Metropolitan growth during this century’s first decade seemed poised for a continued upward trajectory. The booming 1990s heralded the greatest growth the nation’s large metropolitan areas had seen since the 1960s. During the 1970s, deindustrialization and something of a rural renaissance sharply reduced metropolitan growth, especially in the industrial Midwest. A small-but-mixed metropolitan growth revival occurred during the 1980s. But it was in the 1990s, when the nation’s population growth swelled with active immigration and the rise of the millennials, that metropolitan growth showed a rebound, especially in new parts of the Sun Belt and in areas with diversifying economies. This revival was echoed in suburbs and large cities, where some urban centers showed gains after decades of population loss. Thus, the groundwork was laid for continued and pervasive metropolitan growth in the 2000s.
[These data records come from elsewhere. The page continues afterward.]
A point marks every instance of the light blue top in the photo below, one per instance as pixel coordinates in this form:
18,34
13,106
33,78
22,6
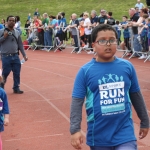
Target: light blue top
139,5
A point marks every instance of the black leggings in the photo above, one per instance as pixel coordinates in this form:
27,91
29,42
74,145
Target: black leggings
88,40
126,41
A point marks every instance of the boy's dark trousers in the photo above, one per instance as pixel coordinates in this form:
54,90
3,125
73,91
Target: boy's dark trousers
11,62
144,41
76,42
126,40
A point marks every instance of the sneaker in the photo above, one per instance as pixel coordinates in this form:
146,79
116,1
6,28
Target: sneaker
144,50
142,57
44,49
90,52
85,46
18,91
139,38
2,85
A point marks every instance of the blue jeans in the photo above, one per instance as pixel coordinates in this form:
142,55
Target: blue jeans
76,42
126,146
144,41
11,63
48,38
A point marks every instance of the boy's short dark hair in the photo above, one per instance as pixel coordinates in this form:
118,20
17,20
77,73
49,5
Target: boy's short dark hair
10,17
117,22
125,17
145,16
110,13
102,27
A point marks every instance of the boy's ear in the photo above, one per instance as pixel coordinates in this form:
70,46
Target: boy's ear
93,44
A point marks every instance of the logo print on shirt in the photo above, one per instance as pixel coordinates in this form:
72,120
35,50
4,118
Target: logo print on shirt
111,89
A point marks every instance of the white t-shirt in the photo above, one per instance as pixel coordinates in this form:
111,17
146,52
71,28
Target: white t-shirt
140,6
86,30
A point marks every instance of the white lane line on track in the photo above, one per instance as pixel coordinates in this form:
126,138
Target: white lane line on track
58,56
19,139
57,62
52,105
49,102
50,72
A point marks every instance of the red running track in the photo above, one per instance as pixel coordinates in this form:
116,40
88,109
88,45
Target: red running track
39,118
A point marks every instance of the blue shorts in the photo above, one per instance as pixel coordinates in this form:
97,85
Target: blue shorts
126,146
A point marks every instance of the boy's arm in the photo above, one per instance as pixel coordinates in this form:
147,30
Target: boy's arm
75,122
6,119
141,30
5,110
76,115
140,108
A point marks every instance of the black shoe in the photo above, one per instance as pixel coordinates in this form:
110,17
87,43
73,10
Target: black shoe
2,85
18,91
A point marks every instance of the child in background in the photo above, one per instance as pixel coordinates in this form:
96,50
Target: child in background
126,33
118,30
4,110
110,94
148,30
81,31
143,36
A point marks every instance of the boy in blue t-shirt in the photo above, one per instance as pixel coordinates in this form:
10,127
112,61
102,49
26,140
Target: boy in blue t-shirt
110,86
126,33
4,110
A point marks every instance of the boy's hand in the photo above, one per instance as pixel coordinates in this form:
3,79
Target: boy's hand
6,121
25,58
5,34
143,132
77,140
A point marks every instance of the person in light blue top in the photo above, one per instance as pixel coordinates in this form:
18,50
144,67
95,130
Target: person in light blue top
1,26
109,87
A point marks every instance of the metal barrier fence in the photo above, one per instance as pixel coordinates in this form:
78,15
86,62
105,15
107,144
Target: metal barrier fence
57,46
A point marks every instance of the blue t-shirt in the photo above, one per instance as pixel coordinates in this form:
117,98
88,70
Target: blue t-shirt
54,22
144,31
94,20
4,109
106,87
148,31
126,33
1,26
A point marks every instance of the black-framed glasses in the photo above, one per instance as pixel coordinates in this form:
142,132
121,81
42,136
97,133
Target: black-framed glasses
105,42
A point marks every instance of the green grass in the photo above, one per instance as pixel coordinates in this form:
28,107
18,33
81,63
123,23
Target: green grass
52,7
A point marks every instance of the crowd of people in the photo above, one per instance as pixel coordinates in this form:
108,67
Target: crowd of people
45,29
88,31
Emphasis added. The millennial migration in particular skipped over the troubled threesome. This part of America is truly the last of the urban frontier. (Sorry, Detroit.) A few waves of migration have failed to reach this lonely corner of the earth, another cul de sac of globalization.
Youngstown, Pittsburgh, and Buffalo are stuck in time, place. They comprise the cradle of Rust Belt Chic. The troubled threesome represent what millennials most want out of an urban experience. (Sorry, Portland.) What you can find in the Triangle of Demographic Doom, you can't find anywhere else.